I try and teach myself programming as a hobby, and sometimes you write programs that require a random number generator. For most hobby work, it doesn’t matter that the RNG might have undesirable qualities. In my studies, I’ve found that there are all kinds of different RNGs that are meant to target different kinds of pseudo-randomness.

The problem I face is that I have a selective algorithm, that is, one that attempts to assign positive and negative weights for real data based on some selection criteria. The concern of such an operation is having noise, and a poor algorithm, combine to create a pattern or suggest a phenomena when none is actually present. If I fear my algorithm might have this quality, I would test it with a fake dataset of random numbers and see if it still finds information that I know should otherwise not be present.

Is any particular RNG good for this, or does it not really matter?

If you want truly random numbers, you can download a table of random numbers, like these from the RAND Corporation. You can set up your program to access these. Analyses and descriptions of how the table was generated are found here. Random number tables are pretty much the Gold Standard for researchers who need truly random numbers for simulations and such.

Bear in mind that the nature of randomness is such that patterns do show up from time to time. So just cause your algorithm is finding stuff doesn’t mean it’s flawed–that stuff might really be there.

There are other issues associated with random data testing. Can you give us a high-level overview of what you’re doing?

We have a set of data that represents the combined effects of several uncontrolled variables, only one of which is of interest to us. The algorithm compares acquired data to a standard (which represents only what we’re interested in) and weights the data in order to distill the one of interest by comparison. It decreases the weight of data that fails to act like or correspond to the standard, and increases the weight of data that does act like or corresponds to the standard. Some are suggesting to me, “Hey, it works.” My response is, “I would never suggest otherwise. Of course if you only count the data you like you’ll find the pattern you’re looking for.” And so the discussion goes.

What is sticking in my craw is that there are ways to weigh data to account for effects like noise and other uninteresting phenomena. My position is that, unless we test this algorithm with data we are sure doesn’t indicate anything, we won’t know whether it is begging the question or operates as intended. The idea I had was to test several standards with several random datasets (each standard tests all the random datasets), but then the question came to me that there might be a preferred kind of pseudorandomness for tests like this.
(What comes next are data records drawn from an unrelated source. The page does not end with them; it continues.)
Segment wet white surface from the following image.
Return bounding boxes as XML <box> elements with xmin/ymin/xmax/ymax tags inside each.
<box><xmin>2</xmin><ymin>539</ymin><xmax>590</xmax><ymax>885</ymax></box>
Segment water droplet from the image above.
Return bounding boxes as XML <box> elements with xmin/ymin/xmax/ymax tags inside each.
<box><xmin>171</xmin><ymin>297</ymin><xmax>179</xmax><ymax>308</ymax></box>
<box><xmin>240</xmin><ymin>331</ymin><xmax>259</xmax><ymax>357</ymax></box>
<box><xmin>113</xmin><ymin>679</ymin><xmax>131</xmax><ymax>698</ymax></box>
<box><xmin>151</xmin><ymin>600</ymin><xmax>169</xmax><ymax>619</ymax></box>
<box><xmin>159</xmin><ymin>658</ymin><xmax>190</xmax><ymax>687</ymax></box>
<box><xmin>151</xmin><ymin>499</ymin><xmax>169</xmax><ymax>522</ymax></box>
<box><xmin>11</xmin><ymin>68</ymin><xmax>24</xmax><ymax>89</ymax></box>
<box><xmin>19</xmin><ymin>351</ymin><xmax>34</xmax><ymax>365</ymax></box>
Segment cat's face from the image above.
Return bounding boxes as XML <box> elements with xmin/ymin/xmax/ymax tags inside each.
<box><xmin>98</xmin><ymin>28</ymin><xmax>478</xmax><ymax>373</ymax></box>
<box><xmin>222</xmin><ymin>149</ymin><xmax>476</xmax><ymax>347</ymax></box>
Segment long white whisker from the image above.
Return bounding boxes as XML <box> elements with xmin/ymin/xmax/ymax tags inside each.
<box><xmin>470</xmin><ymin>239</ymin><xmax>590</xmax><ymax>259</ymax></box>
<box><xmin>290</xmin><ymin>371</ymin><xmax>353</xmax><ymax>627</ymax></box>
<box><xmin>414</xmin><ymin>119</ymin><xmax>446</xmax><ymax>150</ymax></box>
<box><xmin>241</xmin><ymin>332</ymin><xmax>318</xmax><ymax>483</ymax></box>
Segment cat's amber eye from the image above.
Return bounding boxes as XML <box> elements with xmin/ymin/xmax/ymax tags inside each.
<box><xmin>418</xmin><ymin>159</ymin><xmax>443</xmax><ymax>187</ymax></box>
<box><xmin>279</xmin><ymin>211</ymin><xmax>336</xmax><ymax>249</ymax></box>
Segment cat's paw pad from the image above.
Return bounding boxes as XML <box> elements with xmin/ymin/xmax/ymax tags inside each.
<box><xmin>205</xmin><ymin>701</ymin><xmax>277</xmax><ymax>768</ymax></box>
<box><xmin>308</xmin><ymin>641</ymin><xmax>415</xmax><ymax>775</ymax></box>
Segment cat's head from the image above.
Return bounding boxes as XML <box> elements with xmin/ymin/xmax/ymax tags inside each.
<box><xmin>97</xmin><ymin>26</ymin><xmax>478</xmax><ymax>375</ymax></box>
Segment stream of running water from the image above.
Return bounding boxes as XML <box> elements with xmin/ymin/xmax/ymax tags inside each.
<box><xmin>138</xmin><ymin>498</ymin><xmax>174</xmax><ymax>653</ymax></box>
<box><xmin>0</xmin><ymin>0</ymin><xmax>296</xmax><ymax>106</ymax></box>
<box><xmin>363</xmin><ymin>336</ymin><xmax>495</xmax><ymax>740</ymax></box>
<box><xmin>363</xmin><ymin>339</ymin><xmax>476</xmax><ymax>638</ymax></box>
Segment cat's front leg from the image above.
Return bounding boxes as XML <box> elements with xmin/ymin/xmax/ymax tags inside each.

Hopefully that was a little more clear.

As ultrafilter says, random data might not be what you want. You might be better off carefully constructing a data set to have exactly the properties you wanted and then testing it to make sure you get the expected result.

If you do want random data, there are lots of freely available implementations of pseudo-random generators available. Almost any crypto library will have good pseudo-random algorithms for key generation.

How can you be sure your random data won’t look like it indicates something?

A correctness argument is much more appropriate here.

What about the distribution? Uniform, Gaussian? What exactly is meant by “random”?

True, and I think that instead of using random data, we could probably just use different standards on real data and acheive what I’m looking for.

Unless I have been catastrophically unclear, that is my question.

“random” means “not repeatable” in this context.

I would never recommend this. The human brain is lousy at picking out “typical” or “anti-typical” cases, and if you try to, you’re almost guaranteed to put patterns in the data of a sort which you don’t want. Use random input, and just make sure that you understand the statistics of what you’re seeing, and that you have enough input for the stats to be useful.

It’s pretty trivial to generate data sets you can be sure of. They don’t have to look random. For example, if you’re writing code to do an average, one of the pre-set tests could be a data set containing all the same number. This will frequently identify where a coder has made an error in a summation or roundoff situation. If you’re testing a statistical program, you can generate a data set using a a formula for a perfect distribution to make sure your algorithm handles that case. Creating data sets to test very specific functions is a critical part of any mathematical programming. I’m not saying it replaces testing with random data or other sets, but it can easily expose fundamental flaws you won’t find otherwise.

Back to the OP,

Java’s pseudo-random generator will repeat after 2[sup]48[/sup] bits, which is a lot. For considerably smaller sequences of bits (I doubt you will need more than 2[sup]24[/sup] or so) the distribution is going to be essentially random. That is, depending on the seed, you could end up with absolutely any distribution, and the likelihood of each distribution is equal.

Unless your application is using its own linear congruential formula, and it just happens to be the same one Java is using, it is basically impossible for it to find a legitimate pattern in the data. It is a good test, don’t worry about it.